This article is an insight into data ingestion. It will answer your queries such as What is data ingestion? What are the present challenges organizations are facing ingesting data in real-time and in batches? How to pick the right data ingestion tool? and such.

So, without further ado. Let’s get started.

1. What is Data Ingestion?

Data Ingestion is the process of streaming massive amounts of data into our system from several different external sources for running analytics and other data-related operations as required by the business.

Businesses do this to extract meaningful information from massive amounts of data that enables them to make future business decisions.

1.1 Where Does this Massive Amount Of Data Come From?

The data is primarily user-generated, generated from IoT devices, social networks and such, that is continually recorded helping our systems evolve resulting in an enhanced user experience.

Data ingestion is one part of a much bigger data processing system. Big data moves into our system through a data pipeline through several different stages.

In the entire big data processing setup there are several different layers involved such as the data collection layer, data query layer, data processing, data visualization, data storage and the data security layer.

1.2 What are the Different Ways of Ingesting Data?

Data ingestion can be done in either real-time or in batches at regular intervals. This entirely depends on the business use case.

Real-time data Ingestion is typically preferred in systems where it is critical to get the latest data as soon as possible, for instance, getting access to medical data like heartbeat, blood pressure, etc. from medical IoT sensors, financial data involving stock market events, etc. Time is of the essence here.

On the contrary in systems that read trends over time, for instance, estimating the popularity of a sport in a certain geographic region over a period of time, the data can be ingested in batches.

1.3 Why Is Data Ingestion Important?

Businesses need to study data to make future plans and projections. This helps them understand the customer’s needs and behaviors. This enables businesses to create better products, make smarter decisions, run better ad campaigns, provide accurate user recommendations and such. And this eventually results in better customer-centric products with increased customer loyalty.

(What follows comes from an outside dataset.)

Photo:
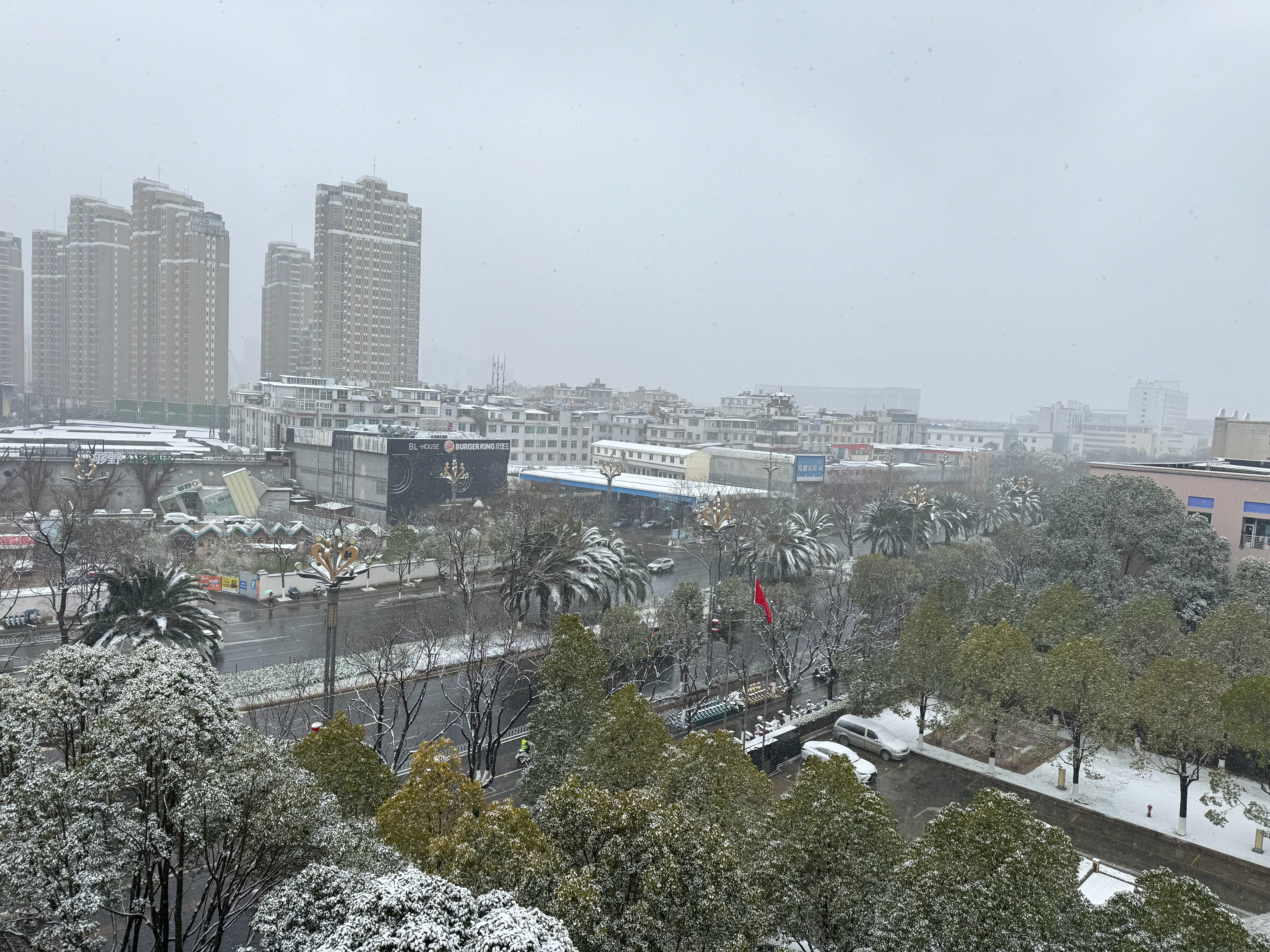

Another use case of data ingestion is infrastructure monitoring. Keeping an eye on the data streaming in, getting an ‘everything is okay’ signal from IoT devices used by millions of customers helps us track the service efficiency.

Besides data streaming in from external sources, it can also be streamed in from different internal system components into a central pipeline, for instance, a log pipeline that ingests logs from different system components or services.

This facilitates better log management by streaming logs into a log processing system like the ELK stack. Let’s peek further into real-world industry data ingestion use cases.

2. Real-World Industry Data Ingestion Use Cases

Moving Massive Amounts of Big Data into Hadoop

Moving big data through data pipelines into a distributed data processing framework like Hadoop is the most common use case of data ingestion.

Moving Data from Databases to Elastic Search Server

To power the search component in web applications data from different databases in a distributed service is streamed into the Elasticsearch server. And this happens continually at stipulated intervals. All the search results are powered by the search server.

Log Processing And Running Log Analytics Systems

Most popular real-world services are distributed in nature with several hundreds, even thousands of microservices running in conjunction. With so many services, there is a massive number of logs that are generated over time.

All the logs are streamed to a central place to run analytics on with the help of solutions like the ELK stack.

Stream Processing Engines For Real-Time Events

Low-latency real-time streaming and data processing is key in systems handling LIVE information such as sports and news. It’s imperative that the application architecture in place is efficient enough to ingest data and analyze it at the required speed. Data ingestion is a key thing here as well.

If you wish to take a deep dive into how real-time streaming systems are designed and more, check out my distributed systems design course here.

Let’s talk about some of the challenges development teams face while ingesting data.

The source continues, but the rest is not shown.